我々の身の回りではどうでしょうか。ウィットねじが若干使用されてはいるものの、メートルねじがかなり浸透しています。しかしながら、パソコンのような一般普及品でも未だにユニファイねじが使われていることが多々ありますので、ねじ規格のグローバル化は道半ばのようです。
さて、現在ユニファイねじはアメリカのANSI/ASME B1.1で規定されていて種類は表1のようにUNC、UNF、UNEFの他、特殊用途で定数山系列やUNS(※3)というのもあります。これらユニファイねじの中でJISに規定されているものは表2のように、UNC(ユニファイ並目ねじ)とUNF(ユニファイ細目ねじ)のみで、ユニファイねじすべてを網羅しているわけではありません。規格自体は、ISO263に規定されているISOインチねじがそのままJISに適用されています。

サイズ 呼び径 山数
並目 細目 極細目 定数山系列(※2)
1欄 2欄 inch mm UNC UNF UNEF 12UN 16UN 20UN 28UN
No.6 0.1380 3.505 32 40
No.8 0.1640 4.166 32 36
No.10 0.1900 4.826 24 32
No.12 0.2160 5.486 24 28 32 (UNF)
1/4 0.2500 6.350 20 28 32 (UNC) (UNF)
5/16 0.3125 7.938 18 24 32 20 28
3/8 0.3750 9.525 16 24 32 (UNC) 20 28
7/16 0.4375 11.112 14 20 28 16 (UNF) (UNEF)
1/2 0.5000 12.700 13 20 28 16 (UNF) (UMEF)
9/16 0.5625 14.288 12 18 24 (UNC) 16 20 28
5/8 0.6250 15.875 11 18 24 12 16 20 28
11/16 0.6875 17.462 24 12 16 20 28
3/4 0.7500 19.050 10 16 20 12 (UNF) (UNEF) 28

ユニファイねじは呼び径やピッチ、長さの指定方法がメートルねじとは異なり、下記のようになります。
呼び径:
外径が1/4インチ以上は分数表記、1/4未満はNo.(No.0~No.12)表記です。
ピッチ:
1インチあたりのねじ山の山数で指定します。
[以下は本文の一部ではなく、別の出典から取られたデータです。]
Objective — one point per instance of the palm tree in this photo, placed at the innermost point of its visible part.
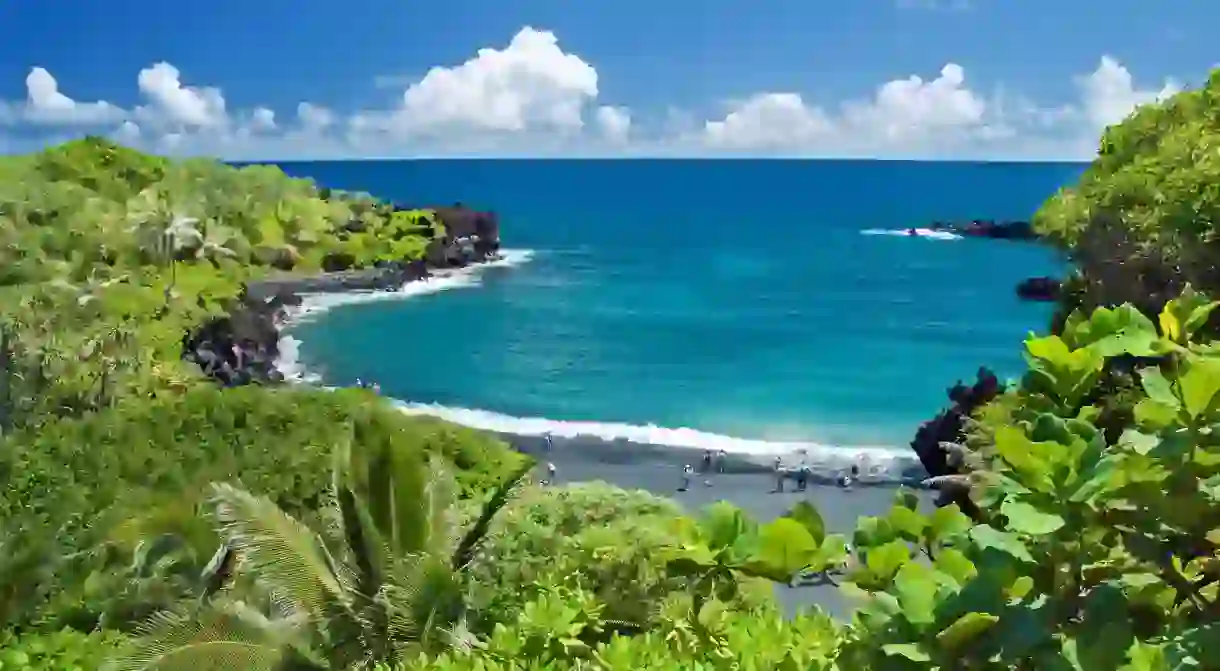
(384, 580)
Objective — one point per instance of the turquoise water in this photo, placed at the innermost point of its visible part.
(688, 303)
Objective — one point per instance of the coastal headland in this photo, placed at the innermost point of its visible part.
(164, 508)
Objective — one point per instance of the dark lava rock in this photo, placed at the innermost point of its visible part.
(988, 228)
(1040, 288)
(242, 348)
(949, 427)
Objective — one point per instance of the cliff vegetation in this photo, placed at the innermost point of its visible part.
(155, 520)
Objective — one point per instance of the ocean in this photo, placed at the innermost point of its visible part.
(753, 306)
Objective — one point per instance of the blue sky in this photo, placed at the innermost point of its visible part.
(785, 77)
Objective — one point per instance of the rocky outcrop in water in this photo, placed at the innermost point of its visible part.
(949, 427)
(1040, 288)
(243, 347)
(988, 228)
(471, 236)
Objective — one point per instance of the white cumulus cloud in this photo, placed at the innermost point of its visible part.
(931, 117)
(528, 86)
(614, 122)
(176, 105)
(533, 96)
(45, 104)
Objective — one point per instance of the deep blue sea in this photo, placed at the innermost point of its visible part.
(743, 305)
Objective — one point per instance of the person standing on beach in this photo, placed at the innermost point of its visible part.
(802, 476)
(847, 480)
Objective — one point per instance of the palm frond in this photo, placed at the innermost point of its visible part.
(223, 638)
(477, 532)
(397, 477)
(288, 556)
(441, 494)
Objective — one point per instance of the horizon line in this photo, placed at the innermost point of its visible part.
(625, 159)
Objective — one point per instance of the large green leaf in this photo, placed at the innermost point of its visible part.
(787, 545)
(964, 630)
(987, 537)
(1199, 386)
(810, 519)
(1025, 519)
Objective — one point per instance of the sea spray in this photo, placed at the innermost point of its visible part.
(882, 464)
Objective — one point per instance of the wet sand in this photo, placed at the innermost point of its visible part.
(748, 484)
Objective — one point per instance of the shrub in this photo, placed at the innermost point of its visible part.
(79, 476)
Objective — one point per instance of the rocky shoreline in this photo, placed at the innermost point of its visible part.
(243, 347)
(1015, 229)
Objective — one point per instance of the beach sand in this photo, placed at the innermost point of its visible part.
(658, 469)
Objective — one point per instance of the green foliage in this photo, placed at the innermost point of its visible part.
(1097, 554)
(605, 539)
(62, 650)
(1151, 170)
(109, 256)
(386, 583)
(156, 455)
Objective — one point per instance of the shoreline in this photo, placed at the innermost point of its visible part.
(604, 443)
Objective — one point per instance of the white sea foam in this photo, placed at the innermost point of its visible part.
(880, 461)
(315, 305)
(919, 232)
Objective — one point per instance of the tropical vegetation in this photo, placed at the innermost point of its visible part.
(154, 520)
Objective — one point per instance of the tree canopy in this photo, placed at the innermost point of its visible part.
(153, 520)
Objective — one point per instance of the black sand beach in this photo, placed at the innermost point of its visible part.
(658, 469)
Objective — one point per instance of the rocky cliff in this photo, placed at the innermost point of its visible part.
(242, 348)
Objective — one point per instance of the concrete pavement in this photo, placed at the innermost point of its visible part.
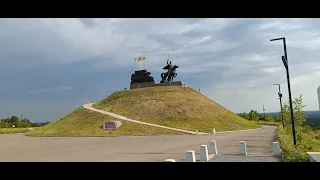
(17, 147)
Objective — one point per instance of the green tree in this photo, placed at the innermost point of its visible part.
(268, 118)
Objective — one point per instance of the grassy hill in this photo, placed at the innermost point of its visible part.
(83, 122)
(173, 106)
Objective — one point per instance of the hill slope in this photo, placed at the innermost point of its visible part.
(82, 122)
(174, 106)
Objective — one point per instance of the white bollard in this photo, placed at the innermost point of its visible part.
(190, 156)
(276, 151)
(170, 160)
(213, 131)
(213, 147)
(243, 148)
(204, 153)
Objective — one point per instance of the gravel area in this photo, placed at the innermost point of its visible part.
(238, 158)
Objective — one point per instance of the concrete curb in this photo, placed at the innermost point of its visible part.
(239, 130)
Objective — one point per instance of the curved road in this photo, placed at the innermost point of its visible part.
(89, 107)
(17, 147)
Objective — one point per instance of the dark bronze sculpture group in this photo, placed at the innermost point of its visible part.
(142, 76)
(170, 74)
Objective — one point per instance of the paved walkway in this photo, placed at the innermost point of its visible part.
(238, 158)
(89, 107)
(17, 147)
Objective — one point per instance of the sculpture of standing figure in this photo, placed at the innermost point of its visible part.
(170, 74)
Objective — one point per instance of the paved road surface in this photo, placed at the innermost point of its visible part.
(17, 147)
(89, 107)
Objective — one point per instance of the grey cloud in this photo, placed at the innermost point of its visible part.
(231, 60)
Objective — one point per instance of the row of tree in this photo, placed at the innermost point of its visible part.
(253, 115)
(15, 122)
(284, 117)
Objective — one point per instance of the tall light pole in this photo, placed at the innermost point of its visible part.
(286, 65)
(280, 96)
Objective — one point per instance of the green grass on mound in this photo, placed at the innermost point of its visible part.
(82, 122)
(268, 123)
(174, 106)
(13, 130)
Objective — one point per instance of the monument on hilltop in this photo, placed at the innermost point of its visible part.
(171, 72)
(141, 75)
(142, 78)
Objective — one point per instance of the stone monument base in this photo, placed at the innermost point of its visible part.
(153, 84)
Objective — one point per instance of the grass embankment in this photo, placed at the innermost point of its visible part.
(268, 123)
(13, 130)
(82, 122)
(310, 142)
(175, 107)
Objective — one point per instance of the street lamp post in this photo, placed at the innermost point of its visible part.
(286, 65)
(280, 96)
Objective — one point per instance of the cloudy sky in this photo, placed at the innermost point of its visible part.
(51, 66)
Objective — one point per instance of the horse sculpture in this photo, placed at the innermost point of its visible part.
(170, 74)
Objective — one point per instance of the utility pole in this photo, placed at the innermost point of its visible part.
(280, 96)
(20, 121)
(286, 65)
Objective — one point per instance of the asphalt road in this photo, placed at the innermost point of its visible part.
(17, 147)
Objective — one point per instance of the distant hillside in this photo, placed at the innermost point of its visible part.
(313, 118)
(173, 106)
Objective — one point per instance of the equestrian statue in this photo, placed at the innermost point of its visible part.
(170, 74)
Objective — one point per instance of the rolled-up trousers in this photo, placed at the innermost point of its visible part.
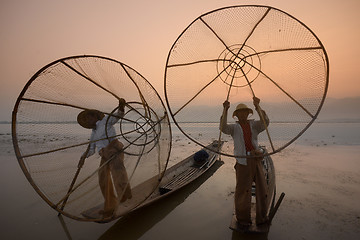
(245, 176)
(113, 175)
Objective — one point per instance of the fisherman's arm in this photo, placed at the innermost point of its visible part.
(119, 114)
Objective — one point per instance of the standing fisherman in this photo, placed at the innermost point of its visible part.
(113, 174)
(248, 169)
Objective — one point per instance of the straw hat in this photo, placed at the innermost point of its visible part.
(81, 119)
(242, 106)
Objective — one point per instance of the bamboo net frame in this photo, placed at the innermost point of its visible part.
(239, 52)
(48, 142)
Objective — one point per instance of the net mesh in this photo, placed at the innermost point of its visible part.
(236, 53)
(49, 142)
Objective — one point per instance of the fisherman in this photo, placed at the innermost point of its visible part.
(248, 169)
(113, 174)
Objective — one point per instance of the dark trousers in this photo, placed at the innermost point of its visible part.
(245, 176)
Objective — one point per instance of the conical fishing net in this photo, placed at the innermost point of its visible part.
(235, 54)
(49, 142)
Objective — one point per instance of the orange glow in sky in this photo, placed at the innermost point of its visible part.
(140, 34)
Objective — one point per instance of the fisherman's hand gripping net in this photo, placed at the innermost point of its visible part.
(235, 54)
(49, 142)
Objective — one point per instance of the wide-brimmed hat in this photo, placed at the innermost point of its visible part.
(81, 119)
(242, 106)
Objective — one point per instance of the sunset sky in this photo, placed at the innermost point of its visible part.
(141, 33)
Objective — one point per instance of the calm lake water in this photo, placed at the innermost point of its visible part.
(202, 210)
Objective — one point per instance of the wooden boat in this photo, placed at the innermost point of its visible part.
(183, 173)
(175, 178)
(269, 175)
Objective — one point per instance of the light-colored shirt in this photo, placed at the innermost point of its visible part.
(98, 136)
(236, 133)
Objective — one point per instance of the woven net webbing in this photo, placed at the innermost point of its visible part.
(49, 142)
(235, 54)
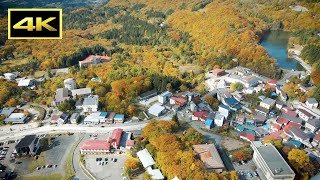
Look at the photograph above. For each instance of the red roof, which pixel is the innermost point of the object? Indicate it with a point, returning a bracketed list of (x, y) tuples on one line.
[(130, 142), (282, 121), (95, 145), (116, 136), (200, 114), (248, 136), (276, 126), (272, 82), (179, 100)]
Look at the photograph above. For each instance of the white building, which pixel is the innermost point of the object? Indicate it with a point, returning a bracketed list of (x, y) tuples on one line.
[(70, 84), (164, 97), (90, 103)]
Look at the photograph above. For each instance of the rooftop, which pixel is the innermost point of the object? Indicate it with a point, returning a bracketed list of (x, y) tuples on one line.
[(209, 155)]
例えば図8のようにねじ山の山数が1インチあたり10山であれば山数は10となります。 ちなみにメートルねじで言うところのピッチに換算すると、25.4/10=2.54mmとなります。
長さ:
インチで指定します。例えば1-1/2(※4)であれば25.4mm×1.5≒38mmです。
サイズの表記方法は、例えば呼び径が3/4インチのUNCで、長さが1-1/2インチであれば 3/4-10 UNC×1-1/2、呼び径がNo.8のUNFで長さが3/8であれば No.8-36 UNF×3/8 という表記になります。

表2 JISで規定されているユニファイねじ
表題 JIS
ユニファイ並目ねじ JIS B 0206
ユニファイ並目ねじの許容限界寸法及び公差 JIS B 0210
ユニファイ細目ねじ JIS B 0208
ユニファイ細目ねじの許容限界寸法及び公差 JIS B 0212

 

図8 ユニファイねじの山数

 

 

※1 ねじの歴史は主にwikipediaを参照しました。
※2 定数山系列はこの他に4UN,6UN,8UN,32UNがあります。
※3 ANSI/ASMEが手許にないのでこれ以上の説明はできません。
※4 規格類では11/2のように記述されていますが、本紙では印刷の都合上   1-1/2としています。